Rotate an icosahedral map from standard orientation to one with a pair of vertices positioned along the z axis. The opposite rotation can be applied using the option –inverse. The program can be used on a map, a single .dat file or on a master/continue file. In the last case it reads the configuration and applies the rotation to the particles parameters of all the .dat files listed and to the reference map(s). The program automatically identifies which input type is given. Currently, the main limitation is that it is not possible to specify which vertex to place along the z-axis. Here is provided a virus map with a connector in the assumed vertex, that can be used to familiarize with the convention used by the program.

Generate auxiliary info and images for screening micrographs using a3dm_mg_inspect. It requires bsoft installed.

Quickly inspect and screen micrographs by means of a graphical interface.

1. place all the micrographs, either .mrc or .pif format, in a separate directory.
2. estimate the defocus using CTFFIND. If you use autopp option 3, which is recommended, you should give 1 (which means yes) to the last question about keeping the pow files. The results should be generated in a separate directory e.g. ctf/). If you already estimated the CTF and you don't have these .pow files (and you don't want to run it again), you can still use the programs, but you will be slightly limited in the visual tools available to evaluate the micrographs. By using CTFFIND4 (option 3X), the program will also gather information about the information limit of each micrograph.

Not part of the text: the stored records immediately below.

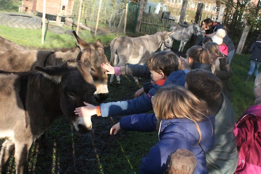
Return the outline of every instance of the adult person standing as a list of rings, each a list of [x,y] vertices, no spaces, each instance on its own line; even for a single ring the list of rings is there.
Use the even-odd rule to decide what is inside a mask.
[[[261,64],[261,35],[260,34],[258,36],[257,41],[250,47],[249,51],[250,55],[250,68],[248,73],[248,77],[246,79],[246,82],[248,82],[249,78],[254,73],[255,79],[259,74],[259,68]]]
[[[215,144],[206,154],[209,173],[234,174],[238,162],[233,132],[236,112],[222,92],[220,80],[211,72],[196,69],[188,72],[185,80],[185,87],[199,98],[205,100],[215,117]]]
[[[201,22],[201,25],[202,28],[205,30],[206,33],[206,37],[208,36],[209,34],[212,34],[214,32],[216,32],[220,28],[224,29],[222,25],[220,22],[214,22],[213,21],[208,18],[203,20]],[[234,46],[233,43],[230,40],[228,34],[226,35],[226,36],[223,38],[224,43],[228,47],[228,57],[229,59],[229,64],[230,64],[232,58],[233,57],[234,54],[235,53],[235,47]],[[199,42],[198,45],[202,45],[202,41],[201,40]]]

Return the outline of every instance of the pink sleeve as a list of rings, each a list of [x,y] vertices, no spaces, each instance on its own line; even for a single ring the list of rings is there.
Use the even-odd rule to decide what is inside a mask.
[[[238,133],[239,132],[239,128],[238,128],[238,127],[237,126],[237,123],[235,123],[235,127],[233,129],[234,134],[235,134],[235,136],[236,137],[237,135],[238,135]]]
[[[122,74],[121,72],[121,67],[114,67],[114,72],[115,73],[115,76],[119,76]]]

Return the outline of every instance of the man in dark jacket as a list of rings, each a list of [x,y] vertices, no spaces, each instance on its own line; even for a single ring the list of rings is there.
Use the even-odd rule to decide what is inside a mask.
[[[261,35],[259,35],[257,41],[251,46],[249,49],[251,55],[250,56],[250,68],[248,73],[248,77],[246,82],[248,82],[249,78],[253,72],[255,79],[259,74],[259,68],[261,64]]]

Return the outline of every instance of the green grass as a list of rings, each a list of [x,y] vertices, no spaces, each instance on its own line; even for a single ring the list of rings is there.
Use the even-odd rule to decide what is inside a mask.
[[[53,25],[53,24],[50,24]],[[64,27],[65,30],[72,29],[71,27]],[[46,27],[45,28],[46,29]],[[76,30],[76,28],[73,29]],[[79,35],[87,43],[95,42],[100,39],[105,46],[110,45],[112,40],[117,36],[114,33],[96,35],[94,37],[89,31],[81,30]],[[30,30],[20,28],[10,28],[0,25],[0,36],[27,48],[32,47],[41,49],[54,48],[69,48],[75,46],[75,40],[72,36],[67,34],[57,34],[49,31],[45,32],[44,42],[42,44],[42,29]]]
[[[82,30],[81,32],[82,34],[79,36],[87,42],[94,42],[100,39],[106,47],[109,46],[111,41],[117,37],[114,34],[109,34],[98,35],[94,38],[87,31]],[[75,45],[73,37],[48,31],[45,42],[42,45],[41,29],[26,30],[0,25],[0,36],[30,48],[53,49]],[[179,42],[173,44],[176,49],[178,49],[179,46]],[[187,49],[186,46],[183,51],[185,52]],[[106,50],[105,54],[108,58],[110,57],[109,49]],[[252,77],[249,82],[245,82],[250,66],[249,57],[249,55],[235,54],[231,63],[234,71],[234,77],[231,79],[233,89],[233,105],[237,118],[253,105],[255,100],[254,77]],[[131,77],[122,76],[120,87],[109,86],[110,95],[105,102],[133,98],[133,91],[140,88],[142,84],[146,82],[142,79],[137,84],[133,82]],[[37,154],[35,146],[32,146],[27,167],[29,173],[42,174],[46,171],[49,171],[48,173],[57,173],[57,168],[68,166],[68,171],[71,171],[70,174],[87,173],[85,171],[95,174],[138,174],[142,158],[147,154],[150,148],[158,141],[157,133],[121,131],[117,136],[109,135],[110,128],[121,117],[93,117],[92,118],[93,132],[80,136],[75,133],[73,126],[70,124],[66,118],[62,117],[46,132],[50,147],[44,154]],[[104,131],[102,132],[101,130]],[[0,143],[3,141],[3,139],[0,140]],[[84,153],[83,150],[91,148],[90,147],[93,147],[94,152],[92,151],[90,154],[93,153],[94,156],[83,154]],[[77,163],[69,165],[66,163],[66,159],[81,157],[85,158],[82,166]],[[74,161],[80,162],[79,160]],[[8,173],[14,174],[13,157],[12,157],[8,163],[9,167],[6,170]],[[86,169],[86,166],[90,164],[94,167],[91,169]],[[31,171],[33,172],[31,173]],[[92,172],[90,173],[90,171]]]

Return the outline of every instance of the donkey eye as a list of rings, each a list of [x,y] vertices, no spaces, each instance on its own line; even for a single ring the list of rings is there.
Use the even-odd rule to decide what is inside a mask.
[[[75,98],[74,93],[73,92],[68,92],[68,94],[70,97]]]

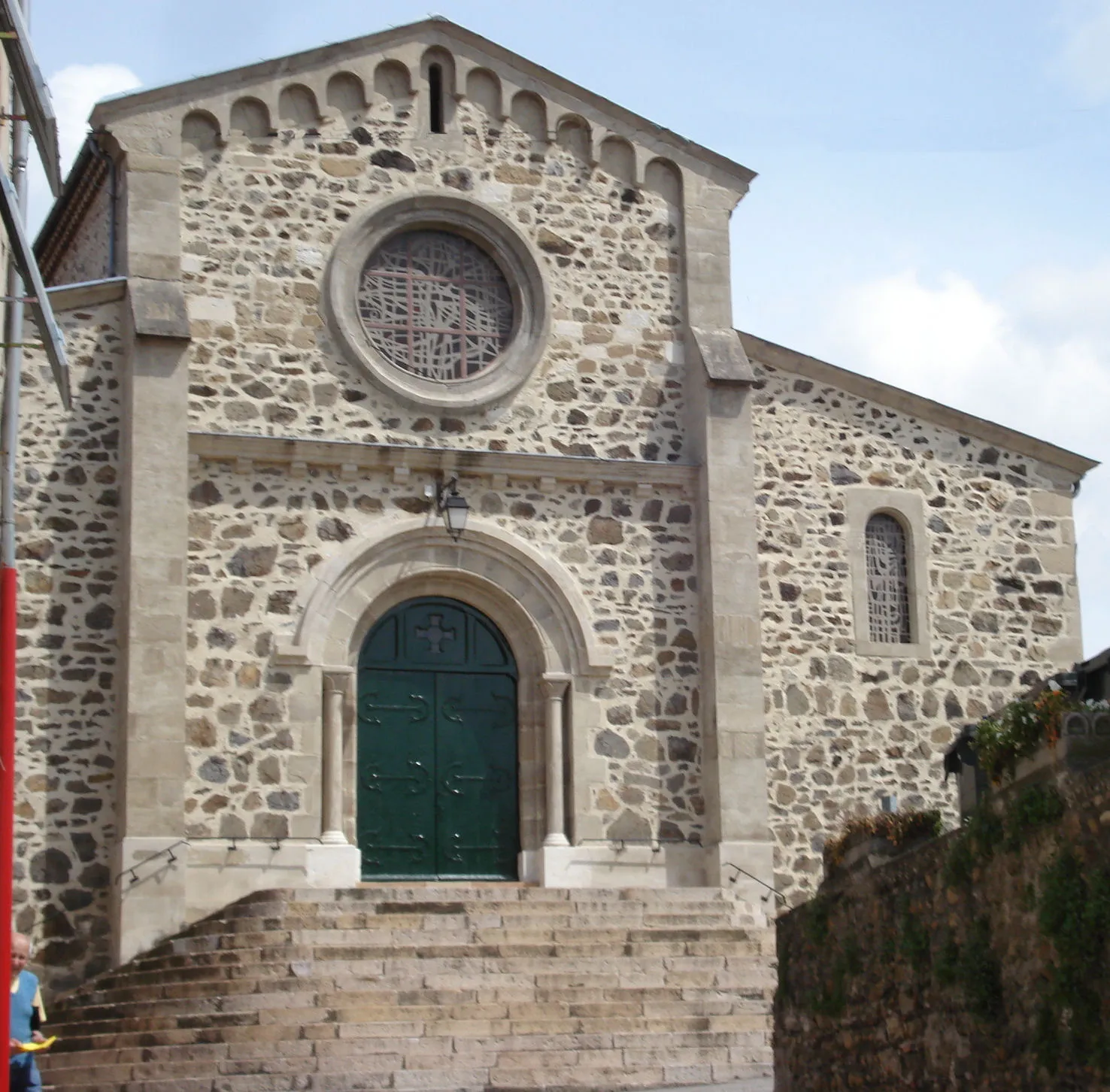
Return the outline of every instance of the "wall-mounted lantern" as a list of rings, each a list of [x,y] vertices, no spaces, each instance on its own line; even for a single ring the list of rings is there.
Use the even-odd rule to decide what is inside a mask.
[[[443,516],[447,534],[457,543],[460,536],[466,529],[466,517],[471,512],[471,506],[466,503],[466,497],[460,496],[458,478],[454,477],[440,486],[435,508]]]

3. run the program a3dm_mg_inspect_prepare, pointing to the two directories containing the micrographs and the ctf estimates, and giving an output directory (launch the program without arguments to know how to specify the directories). This can take a while, depending on the size of the dataset, and will generate a set of 'thumbnails' in the output directory specified. If you have new micrographs/ctf estimates, you can run again the program, and it will only process the new images.

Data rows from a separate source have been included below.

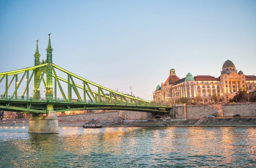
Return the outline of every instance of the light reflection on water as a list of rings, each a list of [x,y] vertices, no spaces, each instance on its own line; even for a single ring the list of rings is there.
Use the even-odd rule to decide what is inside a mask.
[[[253,167],[256,128],[0,127],[3,167]]]

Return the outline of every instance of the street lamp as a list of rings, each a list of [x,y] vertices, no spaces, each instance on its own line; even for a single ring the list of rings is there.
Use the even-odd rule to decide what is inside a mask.
[[[131,91],[131,95],[132,96],[132,90],[131,89],[131,87],[130,87],[130,90]]]
[[[224,97],[223,97],[223,93],[222,93],[222,103],[224,103]]]

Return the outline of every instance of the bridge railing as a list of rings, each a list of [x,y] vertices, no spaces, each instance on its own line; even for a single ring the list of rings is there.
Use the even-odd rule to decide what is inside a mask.
[[[148,104],[145,104],[144,102],[129,102],[127,103],[125,102],[120,101],[118,103],[115,102],[115,101],[113,101],[111,103],[110,103],[109,102],[108,102],[106,101],[104,101],[104,100],[102,100],[99,101],[99,102],[95,102],[93,100],[85,100],[85,101],[84,99],[82,99],[81,101],[80,101],[79,99],[76,99],[75,98],[73,98],[70,101],[65,101],[64,98],[52,98],[52,99],[50,100],[48,98],[47,100],[46,99],[46,98],[41,97],[40,98],[34,97],[32,98],[32,97],[26,97],[24,96],[14,96],[12,98],[12,96],[11,95],[1,95],[0,96],[0,100],[9,100],[10,101],[11,100],[19,100],[20,101],[53,101],[56,102],[75,102],[75,103],[88,103],[88,104],[115,104],[115,105],[137,105],[137,106],[164,106],[164,107],[171,107],[172,105],[171,104],[161,104],[156,103],[154,102],[151,102]]]

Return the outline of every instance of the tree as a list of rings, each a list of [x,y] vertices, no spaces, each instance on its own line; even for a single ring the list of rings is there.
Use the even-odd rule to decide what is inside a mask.
[[[188,98],[184,98],[183,97],[179,98],[180,103],[187,104],[189,102],[189,99]]]
[[[215,102],[215,99],[217,98],[217,95],[216,93],[215,93],[212,95],[212,100],[213,102]]]

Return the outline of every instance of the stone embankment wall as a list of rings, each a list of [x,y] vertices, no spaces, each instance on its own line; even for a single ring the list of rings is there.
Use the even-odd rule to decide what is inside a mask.
[[[238,103],[216,105],[186,106],[174,105],[170,115],[176,118],[195,118],[212,115],[217,117],[231,117],[235,114],[241,116],[256,116],[256,103]]]
[[[123,122],[112,125],[113,127],[192,127],[198,119],[187,119],[185,121],[162,122]],[[205,118],[198,127],[256,127],[256,118]]]
[[[93,113],[88,114],[82,114],[80,115],[59,115],[58,117],[59,120],[63,121],[77,119],[82,120],[91,120],[92,118],[97,118],[99,120],[108,120],[116,119],[118,118],[126,117],[128,119],[140,118],[146,118],[148,113],[145,112],[138,112],[128,111],[113,111],[111,112],[104,112],[101,113]],[[148,113],[151,115],[151,113]]]

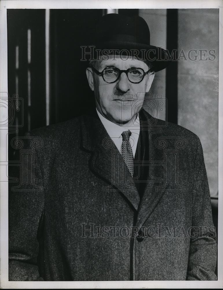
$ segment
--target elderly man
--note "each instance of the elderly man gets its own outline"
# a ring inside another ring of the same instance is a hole
[[[96,108],[27,135],[34,177],[10,186],[9,280],[215,280],[200,140],[143,108],[166,52],[140,17],[106,15],[96,31]]]

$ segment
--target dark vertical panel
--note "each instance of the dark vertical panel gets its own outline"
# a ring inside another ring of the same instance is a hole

4. run the program a3dm_mg_inspect, giving as only input argument the directory generated at the previous step. It will open a graphical interface that allows to go through the micrographs and to inspect their spectrum. The interface is quite intuitive, and there are few shortcuts with the keyboard:
   • arrow right ↔ Next
   • arrow left ↔ Prev
   • delete ↔ Ignore
5. decide which images to keep, and which to ignore, and eventually press the button Screen: it will move the micrographs and the ctf estimates to ignore in a separate directory (parallel to the original one, ending with _ignore). In this way, when you have to generate the .dat files and to pick particles, in the original directories there will be only the data related to the micrographs you want to use. You can do the screening in several instances, since the program will remember your decisions when you reopen it, and every time you press the 'Screen' button it will move the data accordingly to your last decisions.